Saturday, October 24, 2009

Welcome to the Bloviation!

Nothing strokes a fledgling writer’s ego like being told he is a good writer.

So, blame my friend Melissa for this blog.

Let me explain. One day, avoiding work, I found online what felt like the fifty-seven millionth article about the “mommy wars,” that media-fueled creation that describes the push and pull between working and stay-at-home mothers. (As if working stay-at-home mother is a contradiction.) The article was your standard stuff about the guilt mothers feel about going back to work and how hard it is to manage families and jobs.

As I usually do when I see this sort of thing, I posted it with a lament that no one ever talks about stay-at-work dads. I can appreciate what these women go through, since I feel an immense amount of guilt when I don’t get to spend as much time with Josie as I would like to in the name of helping support my family financially. It’s a choice I have to make in conjunction with my wife. But as enlightened as we think we are these days, it’s taken as gospel that women have this guilt (which make sense) but men, well, don’t.
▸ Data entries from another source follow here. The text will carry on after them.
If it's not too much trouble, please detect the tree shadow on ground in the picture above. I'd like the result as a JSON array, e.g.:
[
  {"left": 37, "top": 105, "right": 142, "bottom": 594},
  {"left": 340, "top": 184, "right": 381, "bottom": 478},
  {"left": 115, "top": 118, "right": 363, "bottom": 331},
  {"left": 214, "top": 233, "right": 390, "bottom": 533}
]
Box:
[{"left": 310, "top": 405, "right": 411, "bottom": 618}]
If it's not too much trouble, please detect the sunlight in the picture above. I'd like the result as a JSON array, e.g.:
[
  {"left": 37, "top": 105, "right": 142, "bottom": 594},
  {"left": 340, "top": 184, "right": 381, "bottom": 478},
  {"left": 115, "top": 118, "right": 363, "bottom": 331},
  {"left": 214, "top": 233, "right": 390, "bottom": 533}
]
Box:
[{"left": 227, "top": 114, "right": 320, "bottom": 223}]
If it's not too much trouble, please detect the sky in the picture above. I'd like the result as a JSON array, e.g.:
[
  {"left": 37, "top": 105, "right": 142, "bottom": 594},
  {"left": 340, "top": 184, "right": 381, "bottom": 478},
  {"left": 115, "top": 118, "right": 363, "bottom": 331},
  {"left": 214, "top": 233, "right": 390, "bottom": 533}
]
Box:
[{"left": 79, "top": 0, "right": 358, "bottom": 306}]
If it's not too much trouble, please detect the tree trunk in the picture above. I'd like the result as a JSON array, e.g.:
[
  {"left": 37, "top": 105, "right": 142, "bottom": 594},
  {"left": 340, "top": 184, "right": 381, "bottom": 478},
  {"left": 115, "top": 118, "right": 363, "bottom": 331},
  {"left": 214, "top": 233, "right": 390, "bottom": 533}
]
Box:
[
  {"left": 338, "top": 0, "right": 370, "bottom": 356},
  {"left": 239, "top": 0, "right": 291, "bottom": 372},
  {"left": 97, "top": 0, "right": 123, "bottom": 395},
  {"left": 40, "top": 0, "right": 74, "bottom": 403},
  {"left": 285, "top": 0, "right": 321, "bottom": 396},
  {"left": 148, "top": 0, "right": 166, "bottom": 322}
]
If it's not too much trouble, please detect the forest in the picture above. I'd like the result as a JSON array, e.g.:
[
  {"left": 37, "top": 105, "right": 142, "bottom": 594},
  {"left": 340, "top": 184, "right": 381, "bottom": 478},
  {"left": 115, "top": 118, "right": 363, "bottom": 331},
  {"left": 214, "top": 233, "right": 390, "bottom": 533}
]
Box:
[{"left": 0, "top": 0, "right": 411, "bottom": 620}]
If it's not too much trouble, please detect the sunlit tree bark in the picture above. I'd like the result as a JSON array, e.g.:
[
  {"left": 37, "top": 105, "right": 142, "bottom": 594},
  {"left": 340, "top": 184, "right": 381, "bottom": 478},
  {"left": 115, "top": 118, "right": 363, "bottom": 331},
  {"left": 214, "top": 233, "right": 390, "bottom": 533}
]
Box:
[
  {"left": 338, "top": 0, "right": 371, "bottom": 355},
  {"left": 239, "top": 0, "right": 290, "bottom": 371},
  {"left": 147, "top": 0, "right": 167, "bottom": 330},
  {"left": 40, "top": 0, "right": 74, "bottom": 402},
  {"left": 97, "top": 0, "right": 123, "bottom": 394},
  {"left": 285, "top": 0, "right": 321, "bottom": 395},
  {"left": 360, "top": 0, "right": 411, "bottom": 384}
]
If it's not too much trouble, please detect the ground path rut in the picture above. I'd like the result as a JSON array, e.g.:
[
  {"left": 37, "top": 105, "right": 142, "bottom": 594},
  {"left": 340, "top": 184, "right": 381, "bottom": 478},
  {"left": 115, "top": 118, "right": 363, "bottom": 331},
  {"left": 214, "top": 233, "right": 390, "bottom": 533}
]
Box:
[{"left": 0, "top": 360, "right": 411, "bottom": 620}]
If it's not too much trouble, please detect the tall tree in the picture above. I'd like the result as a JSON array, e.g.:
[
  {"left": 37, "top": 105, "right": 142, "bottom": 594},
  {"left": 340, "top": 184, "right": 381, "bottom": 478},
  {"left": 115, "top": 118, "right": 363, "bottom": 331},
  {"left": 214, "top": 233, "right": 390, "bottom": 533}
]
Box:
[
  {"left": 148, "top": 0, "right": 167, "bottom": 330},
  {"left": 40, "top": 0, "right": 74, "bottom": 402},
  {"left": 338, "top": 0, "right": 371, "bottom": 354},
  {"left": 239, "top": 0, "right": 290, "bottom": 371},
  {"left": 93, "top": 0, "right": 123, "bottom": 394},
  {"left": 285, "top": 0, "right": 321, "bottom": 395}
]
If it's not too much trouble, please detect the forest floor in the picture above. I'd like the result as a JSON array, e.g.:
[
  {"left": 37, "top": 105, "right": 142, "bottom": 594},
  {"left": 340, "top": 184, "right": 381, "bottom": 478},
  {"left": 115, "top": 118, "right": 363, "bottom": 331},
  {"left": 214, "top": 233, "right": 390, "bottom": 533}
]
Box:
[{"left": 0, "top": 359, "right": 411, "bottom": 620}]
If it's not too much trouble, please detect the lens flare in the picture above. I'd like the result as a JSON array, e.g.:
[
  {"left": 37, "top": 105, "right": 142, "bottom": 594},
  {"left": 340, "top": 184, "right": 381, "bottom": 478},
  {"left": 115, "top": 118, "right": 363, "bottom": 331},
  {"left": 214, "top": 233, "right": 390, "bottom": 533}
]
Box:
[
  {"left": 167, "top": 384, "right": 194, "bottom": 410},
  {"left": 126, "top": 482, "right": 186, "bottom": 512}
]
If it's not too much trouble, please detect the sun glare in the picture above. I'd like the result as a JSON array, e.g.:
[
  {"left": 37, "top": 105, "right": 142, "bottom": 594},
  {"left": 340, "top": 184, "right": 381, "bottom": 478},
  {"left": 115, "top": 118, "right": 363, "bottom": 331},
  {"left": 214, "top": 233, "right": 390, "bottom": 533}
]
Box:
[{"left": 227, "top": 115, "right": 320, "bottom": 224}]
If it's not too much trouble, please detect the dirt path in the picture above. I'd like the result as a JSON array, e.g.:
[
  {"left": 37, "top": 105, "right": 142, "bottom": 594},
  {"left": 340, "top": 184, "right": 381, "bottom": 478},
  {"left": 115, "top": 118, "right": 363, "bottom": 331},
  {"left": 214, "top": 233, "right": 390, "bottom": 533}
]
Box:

This annoys me, as most of my friends, even when the mother stays at home, are highly engaged fathers. Essentially, my lament was yet another “what’s up with this?”
My friend Melissa suggested that, since I was a good writer, that I write something about it. Saying something like that is like an Adam Eaton fastball grooved right over the middle of the plate that even a Washington National could crush.

So: here it is. I will now be adding my voice to the blogosphere. (I hate that term, by the way. It sounds like something a disgraced Illinois governor might participate in.) They say that if you give enough monkeys enough typewriters, one of them will write the works of Shakespeare. Well, I will not claim to write Shakespeare. But maybe we’ll now be one monkey closer to someone who will.

I want to look at the media and the world around me, and not so much defend fathers, but re-examine in my own mind and in an open forum why the world is ignorant to fathers these two-income, day-care, nurturing-father days. In my dad’s generation, fathers worked and mothers changed diapers. That’s not the case as much anymore, but advertising, movies, television, books, magazines, and the mass media take it as a given that mothers raise the kids in spite of fathers, rather than in concert with them.

I don’t want to get political or vituperative, and I am not in any way going to denigrate mothers. I was raised by a number of wonderful women, and my daughters have been raised in part by the most wonderful mother I know. I just want to try and see if I can understand why a mother’s choices are given so much attention while a father’s choices are assumed to be proscribed.

And if you don’t like what I say, respond. Or blame Melissa.